Just a few years ago, Timbuktu was still a popular destination for tourists. These days, by contrast, the town has the lugubrious air of many post-conflict zones around the world. White SUVs from the United Nations patrol its streets. Its citizens depend on handouts from international humanitarian organizations. The electricity supply is still spotty. The craftsmen and tour guides who used to live from the tourism trade now wait in vain for customers. The reasons for the decline in the city’s fortunes are all too apparent. In 2011, a Tuareg-dominated separatist group known as the National Movement for the Liberation of Azawad (MNLA), capitalizing on an influx of weapons from Libyan arsenals after the collapse of Col. Muammar al-Qaddafi’s regime, stormed across northern Mali (an area the rebels saw as a Tuareg homeland they called “Azawad”). The poorly equipped and deeply demoralized Malian Army collapsed. The outside world took relatively little notice at first — but then the MNLA’s allies, jihadi groups such as al Qaeda in the Islamic Maghreb (AQIM) and the Movement for Unity and Jihad in West Africa (MUJAO), set out to hijack the rebellion. In Timbuktu, they declared their own brand of sharia rule, amputating the limbs of thieves and stoning alleged adulterers.

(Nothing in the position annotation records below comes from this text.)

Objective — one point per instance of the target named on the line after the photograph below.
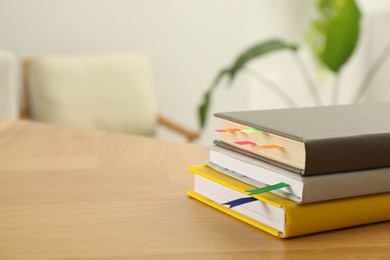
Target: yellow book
(282, 217)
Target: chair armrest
(189, 134)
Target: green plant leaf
(203, 109)
(335, 34)
(243, 59)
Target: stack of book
(298, 171)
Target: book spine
(347, 154)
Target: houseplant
(332, 38)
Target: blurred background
(187, 42)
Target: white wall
(187, 41)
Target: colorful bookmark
(238, 202)
(267, 146)
(268, 188)
(228, 130)
(244, 142)
(250, 130)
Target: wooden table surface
(74, 194)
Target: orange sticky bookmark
(267, 146)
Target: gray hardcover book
(315, 140)
(302, 189)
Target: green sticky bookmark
(250, 130)
(268, 188)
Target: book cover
(319, 140)
(296, 219)
(302, 189)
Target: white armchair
(108, 92)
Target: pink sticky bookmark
(228, 130)
(267, 146)
(244, 142)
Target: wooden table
(71, 194)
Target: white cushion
(108, 92)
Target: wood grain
(74, 194)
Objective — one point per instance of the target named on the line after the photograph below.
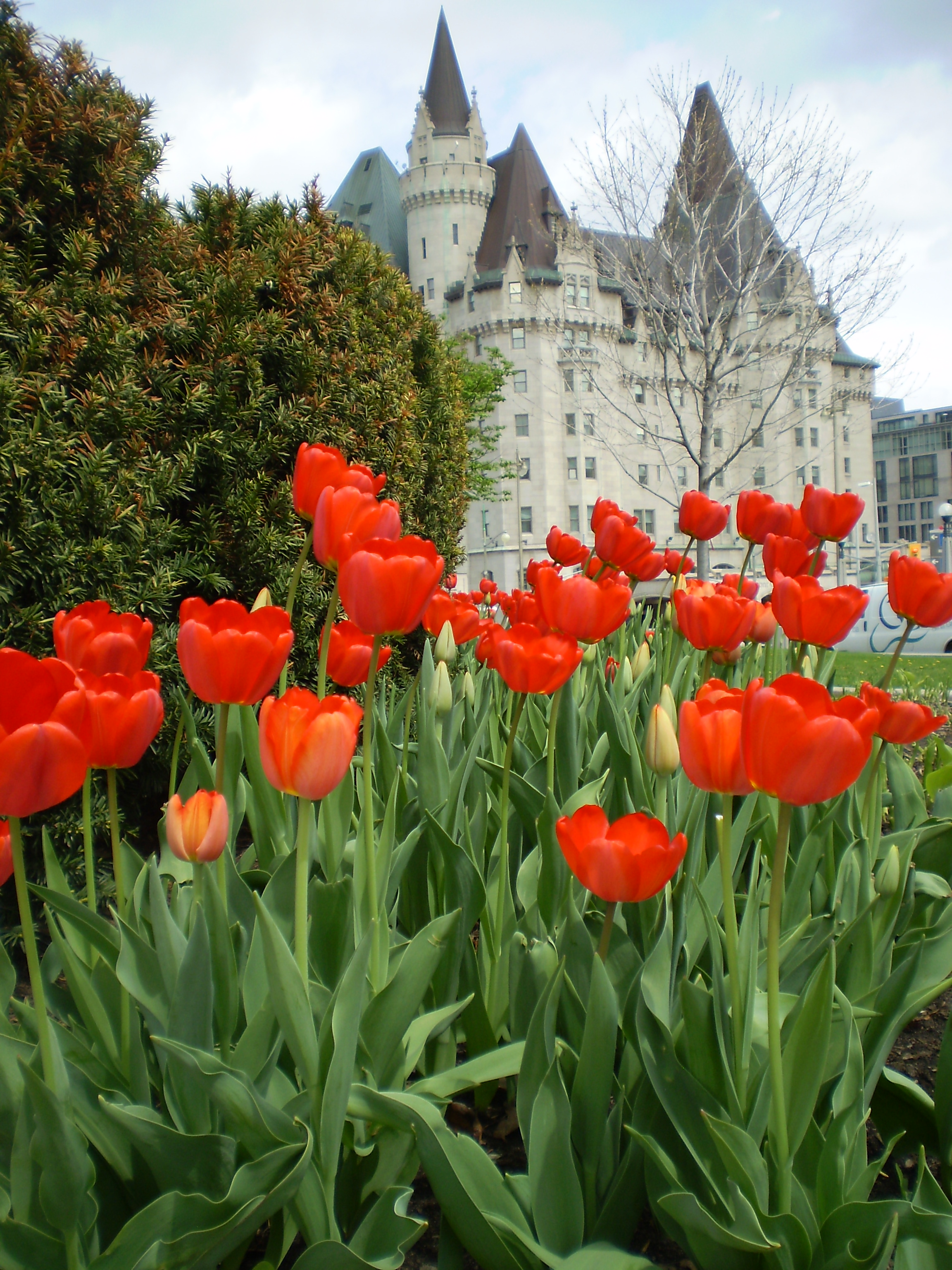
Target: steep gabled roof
(446, 92)
(369, 198)
(524, 209)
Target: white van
(879, 630)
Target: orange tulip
(197, 830)
(307, 743)
(799, 745)
(709, 735)
(919, 592)
(816, 616)
(900, 722)
(93, 638)
(229, 654)
(622, 863)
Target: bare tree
(738, 227)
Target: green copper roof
(369, 198)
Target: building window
(926, 469)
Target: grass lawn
(914, 673)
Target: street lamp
(946, 513)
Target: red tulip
(719, 621)
(831, 516)
(816, 616)
(919, 592)
(306, 742)
(93, 638)
(350, 654)
(673, 559)
(319, 466)
(799, 745)
(790, 557)
(461, 614)
(564, 548)
(732, 581)
(42, 757)
(530, 661)
(900, 722)
(764, 624)
(125, 716)
(197, 830)
(229, 654)
(709, 736)
(386, 586)
(700, 516)
(346, 518)
(581, 607)
(5, 852)
(622, 863)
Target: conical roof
(446, 92)
(522, 209)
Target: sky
(280, 93)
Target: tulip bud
(669, 707)
(198, 830)
(441, 694)
(641, 659)
(445, 649)
(888, 874)
(662, 754)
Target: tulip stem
(550, 742)
(370, 854)
(325, 640)
(892, 667)
(301, 868)
(744, 568)
(774, 1009)
(30, 944)
(730, 934)
(607, 930)
(88, 854)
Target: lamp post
(946, 513)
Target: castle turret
(448, 184)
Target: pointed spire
(446, 93)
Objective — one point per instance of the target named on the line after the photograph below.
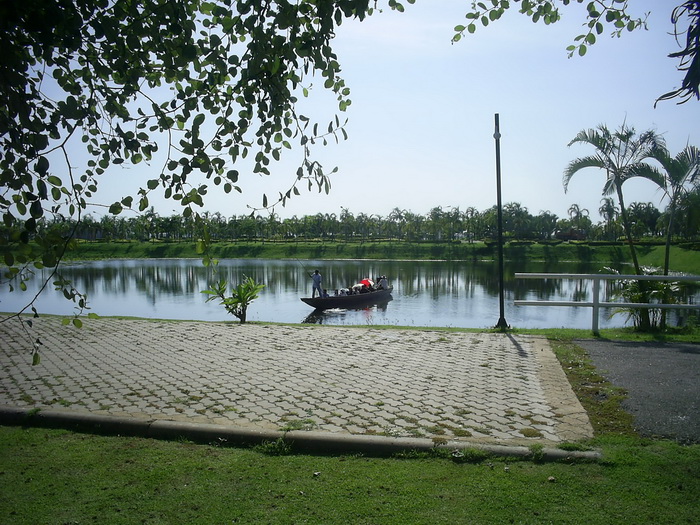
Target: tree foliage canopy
(219, 80)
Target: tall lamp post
(502, 324)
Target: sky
(421, 122)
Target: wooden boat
(349, 301)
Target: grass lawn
(55, 476)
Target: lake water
(426, 293)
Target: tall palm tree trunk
(644, 318)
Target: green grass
(652, 255)
(55, 476)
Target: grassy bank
(652, 255)
(55, 476)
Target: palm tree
(609, 212)
(676, 174)
(619, 153)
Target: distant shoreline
(682, 260)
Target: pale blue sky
(421, 122)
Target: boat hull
(349, 301)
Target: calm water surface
(426, 293)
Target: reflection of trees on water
(435, 279)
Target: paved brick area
(484, 387)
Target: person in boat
(368, 283)
(316, 287)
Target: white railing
(596, 304)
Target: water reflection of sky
(426, 293)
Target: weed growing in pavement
(530, 432)
(299, 424)
(279, 447)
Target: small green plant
(279, 447)
(537, 452)
(632, 291)
(241, 296)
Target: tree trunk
(644, 318)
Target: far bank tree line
(438, 225)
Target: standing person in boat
(316, 278)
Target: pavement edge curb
(300, 441)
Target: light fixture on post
(502, 324)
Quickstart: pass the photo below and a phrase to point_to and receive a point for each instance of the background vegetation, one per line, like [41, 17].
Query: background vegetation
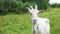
[15, 19]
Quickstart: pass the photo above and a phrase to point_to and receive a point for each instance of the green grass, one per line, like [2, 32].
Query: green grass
[21, 24]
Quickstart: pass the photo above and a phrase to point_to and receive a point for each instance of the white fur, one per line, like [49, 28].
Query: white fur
[42, 24]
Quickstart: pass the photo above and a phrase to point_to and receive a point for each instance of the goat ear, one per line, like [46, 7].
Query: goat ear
[40, 11]
[28, 8]
[35, 6]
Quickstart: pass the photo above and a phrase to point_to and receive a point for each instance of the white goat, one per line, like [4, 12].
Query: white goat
[40, 25]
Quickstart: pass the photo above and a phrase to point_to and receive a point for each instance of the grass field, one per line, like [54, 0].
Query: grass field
[21, 24]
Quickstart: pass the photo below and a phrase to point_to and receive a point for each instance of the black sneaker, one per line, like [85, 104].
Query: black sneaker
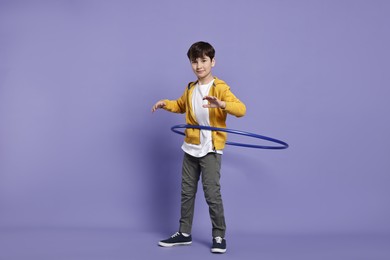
[175, 240]
[219, 245]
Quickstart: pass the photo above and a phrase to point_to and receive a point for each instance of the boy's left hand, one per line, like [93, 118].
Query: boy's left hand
[214, 102]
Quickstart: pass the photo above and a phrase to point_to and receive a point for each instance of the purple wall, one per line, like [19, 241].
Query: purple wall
[80, 147]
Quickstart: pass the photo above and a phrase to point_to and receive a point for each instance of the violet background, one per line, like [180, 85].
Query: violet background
[80, 149]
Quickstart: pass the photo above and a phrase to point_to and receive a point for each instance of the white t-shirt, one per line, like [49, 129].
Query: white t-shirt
[203, 119]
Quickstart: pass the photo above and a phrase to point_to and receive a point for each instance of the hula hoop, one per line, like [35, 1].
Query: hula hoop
[238, 132]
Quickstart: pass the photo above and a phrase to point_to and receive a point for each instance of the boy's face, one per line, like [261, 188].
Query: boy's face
[202, 67]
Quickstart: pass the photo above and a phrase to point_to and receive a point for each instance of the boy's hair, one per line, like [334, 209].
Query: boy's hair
[199, 50]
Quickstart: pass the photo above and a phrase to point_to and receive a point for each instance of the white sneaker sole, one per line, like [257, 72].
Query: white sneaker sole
[218, 250]
[174, 244]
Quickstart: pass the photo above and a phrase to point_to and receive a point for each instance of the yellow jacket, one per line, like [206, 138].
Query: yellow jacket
[220, 90]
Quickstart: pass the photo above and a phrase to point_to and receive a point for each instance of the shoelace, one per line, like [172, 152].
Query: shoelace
[218, 240]
[175, 235]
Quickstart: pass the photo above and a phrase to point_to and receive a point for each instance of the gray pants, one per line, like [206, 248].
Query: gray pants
[209, 166]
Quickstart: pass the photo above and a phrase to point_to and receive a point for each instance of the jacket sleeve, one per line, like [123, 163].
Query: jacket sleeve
[178, 105]
[233, 105]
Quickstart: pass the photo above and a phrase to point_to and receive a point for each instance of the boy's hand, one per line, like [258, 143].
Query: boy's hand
[159, 104]
[214, 102]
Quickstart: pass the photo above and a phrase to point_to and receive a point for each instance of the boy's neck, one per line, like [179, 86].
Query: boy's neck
[206, 80]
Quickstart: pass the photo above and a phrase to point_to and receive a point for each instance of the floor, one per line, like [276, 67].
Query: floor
[121, 244]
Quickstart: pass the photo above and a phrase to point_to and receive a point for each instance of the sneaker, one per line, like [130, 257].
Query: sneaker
[219, 245]
[175, 240]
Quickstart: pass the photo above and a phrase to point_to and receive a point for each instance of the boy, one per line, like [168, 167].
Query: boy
[206, 102]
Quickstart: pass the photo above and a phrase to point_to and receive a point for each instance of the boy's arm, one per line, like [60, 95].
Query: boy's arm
[176, 106]
[233, 105]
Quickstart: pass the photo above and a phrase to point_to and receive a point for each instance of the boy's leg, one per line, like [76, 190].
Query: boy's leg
[189, 185]
[210, 167]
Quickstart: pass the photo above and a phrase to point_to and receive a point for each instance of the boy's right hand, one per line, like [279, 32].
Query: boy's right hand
[159, 104]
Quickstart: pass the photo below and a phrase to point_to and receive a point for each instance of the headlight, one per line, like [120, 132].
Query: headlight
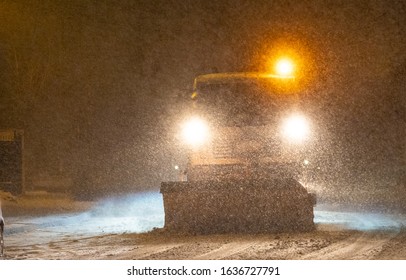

The prospect of a new al Qaeda-dominated state in West Africa was too much for the West to bear, and in January 2013, French President Francois Hollande dispatched an expeditionary force to Mali. The French made short work of the rebels, and after just two weeks of fighting, on Jan. 27, the occupiers of Timbuktu fled into the desert. Next month, the people of the town will mark the first anniversary of liberation from separatist rule.
Yet there are still many signs of the jihadi presence. One of the first occupiers’ first acts after their takeover was to blow up a statue of an Islamic scholar who is regarded as Timbuktu’s greatest patron. The reason for the destruction, the new rulers declared, was the Quranic ban on depiction of the human form. For the same reason, they dispatched men armed with spray cans to paint over the faces on advertisements and billboards.
Some of the faces have yet to be restored, though in many cases Timbuktuans have taken symbolic revenge by covering them with posters of the candidates in this year’s parliamentary elections. The overwhelming majority of Timbuktu’s citizens consider themselves good Muslims, but most seem to prefer Mali’s imperfect electoral democracy to the rule of the black flag of al Qaeda.